ARCHAEOLOGISTS working at Oakham Castle found the most important discovery of all in one of the trenches - a horseshoe.
The Channel 4 Time Team crew were excavating at the castle for three days from Tuesday to yesterday and have made some exciting discoveries.
Presenter Tony Robinson and archaeologist Dr Phil Harding were among those digging in the trenches in the castle grounds.
It is the first time an archaeological dig has been done there since the 1950s.
The horseshoe was found among 13th century pottery and could be from the same era.
Dr Harding said: “At the end of the day it’s an old horseshoe. Anywhere else it would not matter but if you come to Oakham what have you got to find? A horseshoe.
“If you look at the amount of space we are excavating what are the chances of finding a horseshoe? It’s one in a million.
“To the people of Oakham it’s a symbol.”
Other artefacts found include a musket ball, a jetton or merchant’s token from the reign of Edward I (1272-1307) and a post-Medieval merchant’s token belonging to a man called Richard from Uppingham.
By Wednesday afternoon four trenches had been dug in the grounds, some based on geo-physics which use radar to pick up patterns under the ground. Some were chosen because of the shape of the earth.
The team believe that some of the walls they had unearthed were for outbuildings, a chamber and even a chapel which date back as far at the 13th century.
Researcher Celyn Williams said: “All we have to work from at the moment is an old map of the castle grounds.

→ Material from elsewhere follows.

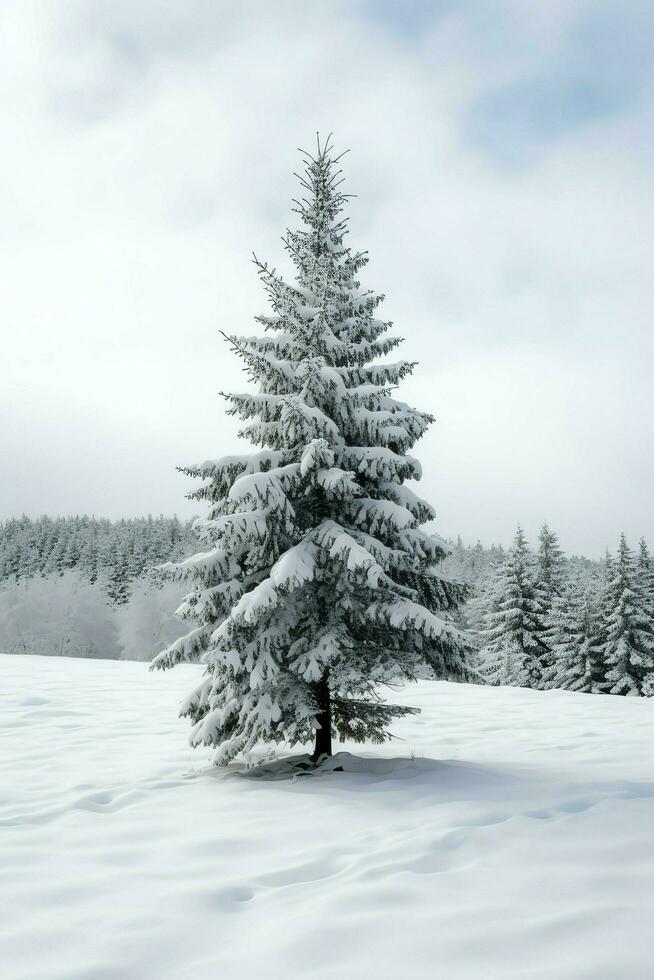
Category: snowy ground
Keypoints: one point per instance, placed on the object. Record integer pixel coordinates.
(519, 843)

“We are starting to find bits and bobs from the 13th and 14th centuries but we want to go back even further to the Normans and the Anglo-Saxons.

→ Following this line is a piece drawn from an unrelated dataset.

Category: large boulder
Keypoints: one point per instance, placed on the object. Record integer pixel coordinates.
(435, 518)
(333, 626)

“It is steaming ahead and the site itself has such a complex history.
“The hall itself is the best preserved Norman hall in the country. It doesn’t look like much of a castle now but it would have been.”
The team is also taking its time to learn as much about Oakham as it can in the time they are here.
Landscape architect Stewart Ainsworth first visited Oakham 26 years ago and says it is fascinating returning to the castle in a professional role.
He said: “My task has been to look at how the castle has evolved and how it has affected Oakham as a town. I have been using old maps and evidence that can be found above the ground.”
Mr Ainsworth and part of the team circled above Oakham in a helicopter on Wednesday afternoon to find out what the street patterns could tell them.
He said the original site spread much further than they had originally thought.
He added: “Their job [the archaeologists] is to dig at layers of earth to find out how Oakham has evolved. Mine is to dig at layers of the town above ground.”
One of Mr Ainsworth’s main discoveries was that Oakham’s “L” shaped market is probably in that shape because it is based around an old road which went out of the town past where the Buttercross stands now.
The show will be shown on Channel 4 between January and March next year.
Dr Harding said: “I have absolutely enjoyed it. It is the first time I have been up here and the hall here is a magnificent building.
“The building and the site deserve better attention and with a bit of exposure on the telly then hopefully it will encourage more people to visit.”